莊楚然窒了一下,聲音更壓低了幾分:“仁王殿下的人。”
秦如薇瞪目結舌,看向他,見他點點頭,便長籲了一口氣。
“你們倆嘀咕什麽呢?”曲時見兩人未跟上,不由笑看回頭。
“我在想曲先生好些什麽酒,看要不要都擺了上來呢?”秦如薇狡黠一笑。
曲時朗笑出聲,巴咂著嘴道:“頭曲,辣的,越辣越好。”
秦如薇笑道:“那五十年的燒刀子,倒是能得曲先生一嘗了。”
“燒刀子?好,好!”曲時雙眼大亮。
進得堂屋,自有唐濮等人在,秦如薇少不得要引見一番,又差人喚來秦大牛,介紹一二,再將曲時引坐在主位上,神情恭謹。
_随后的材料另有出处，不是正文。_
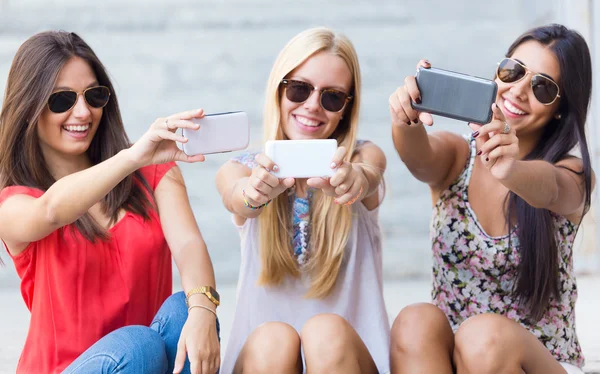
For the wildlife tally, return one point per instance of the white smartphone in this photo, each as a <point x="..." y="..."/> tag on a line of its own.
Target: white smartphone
<point x="302" y="158"/>
<point x="218" y="133"/>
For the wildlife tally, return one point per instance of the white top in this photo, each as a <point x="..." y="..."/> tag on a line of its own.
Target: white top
<point x="357" y="295"/>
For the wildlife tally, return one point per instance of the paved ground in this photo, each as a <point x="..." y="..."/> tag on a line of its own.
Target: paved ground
<point x="167" y="57"/>
<point x="398" y="294"/>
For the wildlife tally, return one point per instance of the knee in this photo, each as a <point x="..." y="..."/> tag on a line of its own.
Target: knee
<point x="140" y="347"/>
<point x="325" y="339"/>
<point x="417" y="327"/>
<point x="272" y="347"/>
<point x="171" y="315"/>
<point x="483" y="343"/>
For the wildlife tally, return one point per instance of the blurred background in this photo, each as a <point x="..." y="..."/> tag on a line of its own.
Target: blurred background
<point x="165" y="57"/>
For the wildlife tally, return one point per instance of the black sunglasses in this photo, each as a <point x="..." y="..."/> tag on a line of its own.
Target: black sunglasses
<point x="545" y="90"/>
<point x="63" y="101"/>
<point x="331" y="100"/>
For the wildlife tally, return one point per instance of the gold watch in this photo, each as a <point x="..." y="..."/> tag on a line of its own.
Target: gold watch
<point x="207" y="291"/>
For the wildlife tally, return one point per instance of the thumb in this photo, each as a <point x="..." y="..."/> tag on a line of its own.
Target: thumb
<point x="497" y="113"/>
<point x="180" y="357"/>
<point x="288" y="182"/>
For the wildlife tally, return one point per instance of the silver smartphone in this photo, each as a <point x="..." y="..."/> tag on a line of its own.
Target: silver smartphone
<point x="218" y="133"/>
<point x="455" y="95"/>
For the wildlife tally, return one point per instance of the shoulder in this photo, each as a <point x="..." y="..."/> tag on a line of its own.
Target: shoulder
<point x="10" y="191"/>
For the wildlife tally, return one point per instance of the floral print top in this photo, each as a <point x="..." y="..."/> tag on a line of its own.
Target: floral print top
<point x="474" y="273"/>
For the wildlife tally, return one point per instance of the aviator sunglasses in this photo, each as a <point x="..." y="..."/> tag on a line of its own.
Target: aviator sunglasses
<point x="331" y="100"/>
<point x="545" y="90"/>
<point x="63" y="101"/>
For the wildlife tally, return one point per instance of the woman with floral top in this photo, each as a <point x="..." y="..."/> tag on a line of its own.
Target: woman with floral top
<point x="310" y="292"/>
<point x="507" y="205"/>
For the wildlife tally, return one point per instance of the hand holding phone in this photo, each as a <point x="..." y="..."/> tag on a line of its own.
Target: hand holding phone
<point x="302" y="158"/>
<point x="445" y="93"/>
<point x="262" y="186"/>
<point x="218" y="133"/>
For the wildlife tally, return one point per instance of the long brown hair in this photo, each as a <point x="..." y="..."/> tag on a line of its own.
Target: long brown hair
<point x="31" y="80"/>
<point x="330" y="223"/>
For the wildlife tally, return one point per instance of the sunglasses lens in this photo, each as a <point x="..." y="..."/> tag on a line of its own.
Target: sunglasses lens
<point x="333" y="101"/>
<point x="510" y="71"/>
<point x="60" y="102"/>
<point x="97" y="97"/>
<point x="297" y="92"/>
<point x="544" y="89"/>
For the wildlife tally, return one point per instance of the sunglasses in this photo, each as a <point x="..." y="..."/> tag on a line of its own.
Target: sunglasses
<point x="545" y="90"/>
<point x="63" y="101"/>
<point x="331" y="100"/>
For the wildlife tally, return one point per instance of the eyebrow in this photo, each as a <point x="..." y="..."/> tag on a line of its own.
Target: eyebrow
<point x="297" y="77"/>
<point x="95" y="83"/>
<point x="543" y="74"/>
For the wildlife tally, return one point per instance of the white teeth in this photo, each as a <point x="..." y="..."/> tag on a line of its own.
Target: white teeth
<point x="81" y="128"/>
<point x="307" y="122"/>
<point x="511" y="108"/>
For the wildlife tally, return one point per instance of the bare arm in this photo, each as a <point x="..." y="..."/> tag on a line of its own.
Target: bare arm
<point x="258" y="184"/>
<point x="433" y="159"/>
<point x="370" y="160"/>
<point x="552" y="187"/>
<point x="24" y="219"/>
<point x="558" y="188"/>
<point x="198" y="339"/>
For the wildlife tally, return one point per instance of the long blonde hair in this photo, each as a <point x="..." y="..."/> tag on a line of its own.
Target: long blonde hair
<point x="330" y="223"/>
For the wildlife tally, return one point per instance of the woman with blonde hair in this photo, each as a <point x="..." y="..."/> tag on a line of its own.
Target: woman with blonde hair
<point x="310" y="287"/>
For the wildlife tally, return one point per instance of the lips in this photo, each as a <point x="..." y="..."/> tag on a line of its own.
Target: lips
<point x="513" y="108"/>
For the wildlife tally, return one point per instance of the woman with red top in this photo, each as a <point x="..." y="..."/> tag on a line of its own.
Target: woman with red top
<point x="91" y="223"/>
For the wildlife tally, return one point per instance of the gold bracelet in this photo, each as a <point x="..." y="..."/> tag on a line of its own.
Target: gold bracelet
<point x="203" y="307"/>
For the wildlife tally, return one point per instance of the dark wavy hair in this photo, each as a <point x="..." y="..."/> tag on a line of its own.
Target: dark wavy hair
<point x="538" y="272"/>
<point x="31" y="80"/>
唐濮見此,心裡突了一下,笑容更燦,察覺到莊楚然的目光,不由拱手施禮。
莊楚然笑著還禮,又一派溫文地對秦如薇道:“此處有我招待,你且去忙外客。”
這話,可是將自己當成主人一般了。
唐濮眼神微閃,撇頭看向唐冶,見他黯然呆滯,不由輕咳一聲。
唐冶回過神來,見大哥使了個眼色,一愣後,再察覺到莊楚然森然的目光,朗朗一笑,道:“許久不見莊兄,這風姿是又俊了幾分。”
伸手不打笑臉人,莊楚然雖然察覺些什麽,卻也不惱,而是笑著迎對,一番話下來,兩方已經你來我往的試探了幾回,坐在上位的曲時挑高了眉,又多看了唐濮幾眼。
卻說秦如薇走出堂屋,糯米便走過來稟道:“莊大娘也來了。”
秦如薇一怔,帖子她是送了的,但沒料到莊大娘還真會來,不覺迎了出去。
莊大娘卻是不想來的,可莊楚然歸家,連凳子都未坐暖,就帶著那叫什麽曲先生的人來恭賀,這讓她十分惱怒又難堪,聽得那曲先生言語對秦如薇的讚賞,更是心頭打了個突。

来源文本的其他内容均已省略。